Never provoke a comedian.

It doesn’t matter if the show started late or if the microphone wasn’t on — or when it was turned on, it was too loud. Comedians are like mountain lions–corner them and they will leap for the throat.

When their ears could take no more of a shrieking microphone, some of the crowd at the comedy show headlined by Zach Galifianakis in the Bell Memorial Union Auditorium on Friday night took it upon themselves to let opening act Ryan Stout have it. The sound technicians scrambled backstage and fixed the problem, but the gauntlet had already been thrown down.

Stout went on with his act without another distraction, but when the next comedian, Tig Notaro, started to ask about three-way sex, a man hooted in approval.

“Really?” she said. “You sound alone.”

She continued, “Have you ever been involved in a ménage a trois where you ended up being the ‘nah.'”

Eager for his 15 minutes of fame to continue, the same man let out another hoot. He slowed when Notaro asked him if he hooked up, and he said no.

“Looks like this was a good time to lie and interrupt,” Notaro said. “I’ll probably do it again later, too. It’ll be equally as anti-climactic.”

When she mentioned she was from Los Angeles, Notaro was greeted by a warm chorus of “Dodgers suck.”

“I know,” she said. “I’m on my way here and I was thinking, ‘God, I hope they want to talk about baseball.'”

Finally, Galifianakis took the stage with the visor he once used for panhandling pulled over his head. He described the look to his stylist as “The Amber Alert.”

“When you look like I do, it’s hard to get a table for one at Chuck E. Cheese,” Galifianakis said.

Most of his act circled around understated, self-deprecating one-liners snapping after the applause faded.

“I had to gain weight for a part–that’s a complete lie,” Galifianakis said.

He quickly turned to an upright piano and started twinkling a melody as background to fill the silence between his jokes.

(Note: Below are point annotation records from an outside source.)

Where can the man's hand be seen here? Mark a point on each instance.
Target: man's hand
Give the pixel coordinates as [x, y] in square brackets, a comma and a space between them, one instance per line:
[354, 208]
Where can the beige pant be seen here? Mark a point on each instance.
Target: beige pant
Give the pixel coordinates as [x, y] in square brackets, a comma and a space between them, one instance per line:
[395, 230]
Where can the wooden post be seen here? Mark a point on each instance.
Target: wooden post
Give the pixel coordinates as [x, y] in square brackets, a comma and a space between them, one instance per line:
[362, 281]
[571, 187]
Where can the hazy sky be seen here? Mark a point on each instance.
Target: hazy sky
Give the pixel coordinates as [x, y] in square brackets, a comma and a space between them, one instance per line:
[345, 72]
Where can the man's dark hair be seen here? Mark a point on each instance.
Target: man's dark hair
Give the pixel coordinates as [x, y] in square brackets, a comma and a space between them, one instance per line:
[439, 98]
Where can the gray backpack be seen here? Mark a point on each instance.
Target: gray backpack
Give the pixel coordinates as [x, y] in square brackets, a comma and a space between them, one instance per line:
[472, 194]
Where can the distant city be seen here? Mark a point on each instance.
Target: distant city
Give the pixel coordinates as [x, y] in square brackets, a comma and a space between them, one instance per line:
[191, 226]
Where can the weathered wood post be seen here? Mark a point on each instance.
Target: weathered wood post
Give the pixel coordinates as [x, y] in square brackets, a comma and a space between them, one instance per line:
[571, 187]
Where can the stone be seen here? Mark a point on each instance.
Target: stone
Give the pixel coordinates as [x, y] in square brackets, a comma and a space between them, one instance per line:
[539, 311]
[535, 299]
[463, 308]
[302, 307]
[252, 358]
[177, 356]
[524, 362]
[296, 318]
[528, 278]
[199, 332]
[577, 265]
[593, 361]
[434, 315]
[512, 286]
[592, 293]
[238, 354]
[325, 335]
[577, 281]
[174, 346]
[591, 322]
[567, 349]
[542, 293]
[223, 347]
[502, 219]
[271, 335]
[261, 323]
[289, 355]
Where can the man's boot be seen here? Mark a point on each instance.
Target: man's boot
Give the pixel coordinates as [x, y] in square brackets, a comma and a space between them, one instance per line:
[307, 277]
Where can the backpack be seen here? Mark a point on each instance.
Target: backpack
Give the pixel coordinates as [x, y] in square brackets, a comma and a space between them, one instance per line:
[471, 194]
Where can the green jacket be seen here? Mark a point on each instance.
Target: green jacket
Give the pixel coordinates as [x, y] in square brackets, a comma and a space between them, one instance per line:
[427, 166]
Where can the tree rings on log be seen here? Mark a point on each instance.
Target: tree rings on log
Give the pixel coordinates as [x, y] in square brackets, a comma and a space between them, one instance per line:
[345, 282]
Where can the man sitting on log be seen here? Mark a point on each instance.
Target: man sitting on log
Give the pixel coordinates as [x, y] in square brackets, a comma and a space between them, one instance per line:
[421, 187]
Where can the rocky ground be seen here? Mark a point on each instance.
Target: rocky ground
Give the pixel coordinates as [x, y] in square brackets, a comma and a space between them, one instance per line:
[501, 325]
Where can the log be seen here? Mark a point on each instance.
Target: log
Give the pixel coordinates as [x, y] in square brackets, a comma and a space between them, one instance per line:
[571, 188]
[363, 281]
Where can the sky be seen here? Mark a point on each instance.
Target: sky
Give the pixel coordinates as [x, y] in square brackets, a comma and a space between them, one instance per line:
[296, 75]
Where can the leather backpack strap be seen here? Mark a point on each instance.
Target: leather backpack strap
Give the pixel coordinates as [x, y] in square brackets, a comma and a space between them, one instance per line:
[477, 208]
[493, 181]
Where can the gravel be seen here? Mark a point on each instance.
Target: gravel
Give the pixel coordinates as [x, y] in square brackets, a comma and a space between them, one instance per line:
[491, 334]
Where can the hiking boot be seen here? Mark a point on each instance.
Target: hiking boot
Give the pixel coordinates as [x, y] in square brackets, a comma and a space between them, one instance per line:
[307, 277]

“For five years now I’ve been addicted to cold turkey,” Galifianakis said. “I always tell people I’m quitting cold turkey and they ask me, ‘What are you quitting?’ and I’m like, ‘I’m quitting cold turkey.'”

“The only time it’s good to yell out, ‘I’ve got diarrhea,’ is when you’re playing Scrabble ’cause it’s worth a shitload of points.”

He took a moment to step away from the piano and indulge the audience with a few of the characters he has developed over his career, like the 5-year-old who hates having a beard, the dumbest guy on earth and the forgetful vegan.

“Man that sure was good pepperoni pizza,” Galifianakis said.

There were no reprisals from the audience during Galifianakis’ act. Unlike Notaro did at first, he didn’t engage the audience members head on. Instead, he took a page out of Stout’s book and distracted them with his act.

Before Galifianakis’ act, Stout started with a common problem people have–you buy something and then somebody else finds the exact same thing for less.

“My friend just started supporting one of those third-world kids and he’s paying 47 cents a week,” he said. “I started supporting a similar kid–36 cents a week. You can’t buy love.”

Stout went on to describe another thrifty opportunity he had at an STD clinic where it costs $10 to be tested, but if they find anything, it’s waived. Unfortunately somebody stole his wallet, so a clean test would be embarrassing. He needed help from above.

“I’m just praying that I had syphilis or gonorrhea,” he said. “And you know what, the good lord came through.”